By Eduard Gismatullin

June 17 (Bloomberg) -- BP Plc rebounded the most in 19 months and the cost of insuring the company against default fell after an agreement to phase in payments to a $20 billion fund to compensate victims of the worst oil spill in U.S. history.

BP scrapped dividends and pledged asset sales yesterday to meet President Barack Obama’s demand to set up the fund in response to the Gulf of Mexico oil spill. Its shares have slumped 45 percent since the Deepwater Horizon rig exploded on April 20, wiping about 55 billion pounds ($80 billion) off the London-based company’s value.

“It brings some clarity, but obviously we still don’t know whether $20 billion will be enough or whether the company will need more,” said Colin Morton, who helps manage about $1.7 billion at Rensburg Fund Management in Leeds, England. “If this is the final cost, it’s more than adequately reflected in the price.”

Chief Executive Officer Tony Hayward, who will testify before Congress today, said in prepared testimony that he was “deeply sorry” for the explosion and spill. BP’s Chairman Carl-Henric Svanberg agreed on payments over four years to finance an independent body that will settle claims resulting from the damaged oil well after a meeting with Obama at the White House yesterday.

BP jumped as much as 9.7 percent, the biggest intraday gain since November 2008, and traded at 361.25 pence as of 10:22 a.m. in London.

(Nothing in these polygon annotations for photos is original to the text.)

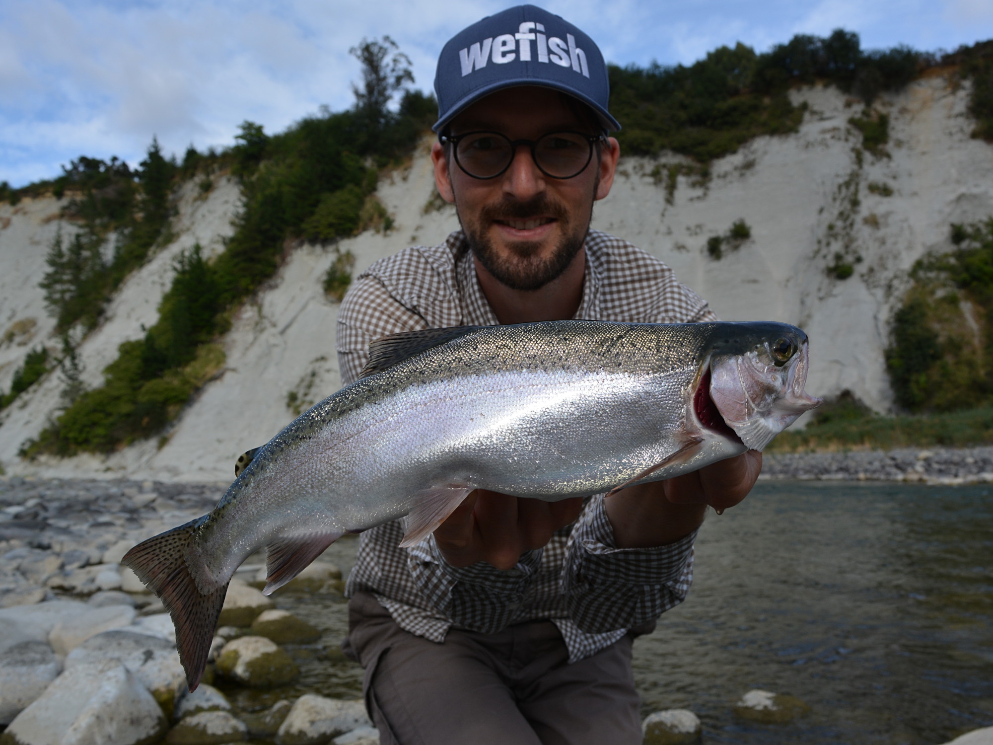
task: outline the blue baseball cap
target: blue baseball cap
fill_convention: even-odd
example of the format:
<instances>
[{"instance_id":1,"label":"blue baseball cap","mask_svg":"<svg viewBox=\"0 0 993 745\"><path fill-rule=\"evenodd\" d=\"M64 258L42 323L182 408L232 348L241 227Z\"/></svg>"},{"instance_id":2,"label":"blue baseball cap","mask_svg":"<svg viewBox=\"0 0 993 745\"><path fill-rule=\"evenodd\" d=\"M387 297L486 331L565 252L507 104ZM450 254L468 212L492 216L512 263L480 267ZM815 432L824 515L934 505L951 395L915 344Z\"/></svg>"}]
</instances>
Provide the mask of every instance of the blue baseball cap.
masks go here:
<instances>
[{"instance_id":1,"label":"blue baseball cap","mask_svg":"<svg viewBox=\"0 0 993 745\"><path fill-rule=\"evenodd\" d=\"M607 110L611 96L600 49L568 21L533 5L518 5L456 34L441 51L435 74L441 131L480 98L514 85L561 90L590 106L605 129L621 129Z\"/></svg>"}]
</instances>

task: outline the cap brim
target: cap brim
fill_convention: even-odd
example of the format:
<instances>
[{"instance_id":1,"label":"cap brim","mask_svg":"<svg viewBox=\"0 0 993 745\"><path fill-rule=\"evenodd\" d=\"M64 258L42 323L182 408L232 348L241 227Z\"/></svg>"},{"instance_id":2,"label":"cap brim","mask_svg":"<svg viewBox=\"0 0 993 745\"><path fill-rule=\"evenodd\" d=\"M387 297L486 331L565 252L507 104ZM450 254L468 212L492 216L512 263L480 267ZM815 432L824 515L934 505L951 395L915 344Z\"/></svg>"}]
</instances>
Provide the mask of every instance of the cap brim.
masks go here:
<instances>
[{"instance_id":1,"label":"cap brim","mask_svg":"<svg viewBox=\"0 0 993 745\"><path fill-rule=\"evenodd\" d=\"M455 103L455 105L453 105L451 108L449 108L447 112L445 112L445 115L443 117L438 119L438 121L436 121L431 126L431 131L433 132L440 131L445 125L451 122L452 119L454 119L456 116L458 116L467 108L469 108L469 106L476 103L476 101L480 100L480 98L485 98L486 96L490 95L493 92L496 92L496 90L502 90L503 88L518 87L522 85L528 85L532 87L552 88L553 90L559 90L567 95L571 95L576 100L582 101L590 108L592 108L596 112L597 116L600 117L600 121L606 129L612 131L618 131L621 129L621 123L613 116L611 116L610 111L608 111L606 108L604 108L599 103L594 101L592 98L577 92L575 88L571 88L568 85L557 84L554 80L539 81L535 80L533 77L517 77L508 80L500 80L499 82L494 82L491 83L490 85L485 85L481 88L477 88L468 95L463 96Z\"/></svg>"}]
</instances>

The shares fell 1.5 percent yesterday to 337 pence, the lowest since April 1997.

Halting the dividend, reducing investments in drilling and selling oil and gas fields will do enough to ensure the company’s financial stability, Chief Financial Officer Byron Grote said yesterday.

Provides Comfort

The deal to phase payments into the fund “allows us to stage our injections in a way that I hope now provides comfort to debt and equity markets,” Grote said.

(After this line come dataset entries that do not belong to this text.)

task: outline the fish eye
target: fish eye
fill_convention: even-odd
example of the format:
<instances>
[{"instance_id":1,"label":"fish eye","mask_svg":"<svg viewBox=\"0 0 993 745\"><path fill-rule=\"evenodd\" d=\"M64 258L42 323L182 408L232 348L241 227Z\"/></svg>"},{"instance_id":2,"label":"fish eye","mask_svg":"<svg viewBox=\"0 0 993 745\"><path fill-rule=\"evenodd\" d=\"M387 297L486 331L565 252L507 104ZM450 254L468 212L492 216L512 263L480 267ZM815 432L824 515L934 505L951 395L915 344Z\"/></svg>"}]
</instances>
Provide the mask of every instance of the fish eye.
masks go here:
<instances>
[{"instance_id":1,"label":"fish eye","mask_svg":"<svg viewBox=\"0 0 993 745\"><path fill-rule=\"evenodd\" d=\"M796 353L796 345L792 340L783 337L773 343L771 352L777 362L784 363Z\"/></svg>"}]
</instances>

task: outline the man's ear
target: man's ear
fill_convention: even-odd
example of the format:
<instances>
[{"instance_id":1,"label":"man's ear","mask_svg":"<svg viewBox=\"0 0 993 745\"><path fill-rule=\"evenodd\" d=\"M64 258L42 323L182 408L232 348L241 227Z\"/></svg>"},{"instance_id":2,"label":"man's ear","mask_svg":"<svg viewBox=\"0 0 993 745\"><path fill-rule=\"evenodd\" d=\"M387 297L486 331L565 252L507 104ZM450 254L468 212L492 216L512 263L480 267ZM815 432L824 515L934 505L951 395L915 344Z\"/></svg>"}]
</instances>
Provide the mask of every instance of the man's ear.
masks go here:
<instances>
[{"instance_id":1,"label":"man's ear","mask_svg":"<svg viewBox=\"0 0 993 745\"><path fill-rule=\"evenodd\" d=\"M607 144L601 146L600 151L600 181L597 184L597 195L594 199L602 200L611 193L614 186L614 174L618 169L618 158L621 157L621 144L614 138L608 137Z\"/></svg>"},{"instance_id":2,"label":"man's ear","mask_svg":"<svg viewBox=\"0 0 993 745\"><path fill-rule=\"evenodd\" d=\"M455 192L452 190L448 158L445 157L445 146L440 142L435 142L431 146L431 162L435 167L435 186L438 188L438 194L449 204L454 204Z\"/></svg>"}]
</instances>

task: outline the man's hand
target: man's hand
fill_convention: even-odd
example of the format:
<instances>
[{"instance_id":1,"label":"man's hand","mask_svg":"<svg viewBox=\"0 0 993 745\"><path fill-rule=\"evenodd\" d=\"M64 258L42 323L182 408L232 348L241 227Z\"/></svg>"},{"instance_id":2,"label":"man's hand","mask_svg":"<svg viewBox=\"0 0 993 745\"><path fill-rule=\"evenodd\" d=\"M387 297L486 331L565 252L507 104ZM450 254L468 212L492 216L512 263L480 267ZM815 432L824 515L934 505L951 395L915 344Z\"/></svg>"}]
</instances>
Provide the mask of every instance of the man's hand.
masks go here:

BP had faced increased pressure from U.S. lawmakers to settle damage claims and suspend the dividend in the run-up to yesterday’s meeting at the White House.

“A line has been drawn,” said Manoj Ladwa, a London-based senior trader at ETX Capital. “It’s likely that we are going to see less of the aggressive rhetoric that we saw out of the U.S. administration going forward.”

The agreement to cut three quarters of dividend payments and set up the fund removed BP from a four-hour stint among companies the bond market labels distressed.

BP’s bonds rose, with the spread on its 1 billion euros of 4.5 percent notes due November 2012 narrowing to 555 basis points from 696 basis points yesterday, according to HSBC Holdings Plc prices on Bloomberg. The yield premium on the 500 million pounds of 4 percent bonds due December 2014 was at 410 basis points, from 411 basis points.

Bonds, Swaps

The company’s bonds were the most active in U.S. trading yesterday. BP’s $750 million of 1.55 percent notes maturing in 2011 increased 2.25 cents to 94.5 cents on the dollar, according to Trace, the bond-price reporting system of the Financial Industry Regulatory Authority.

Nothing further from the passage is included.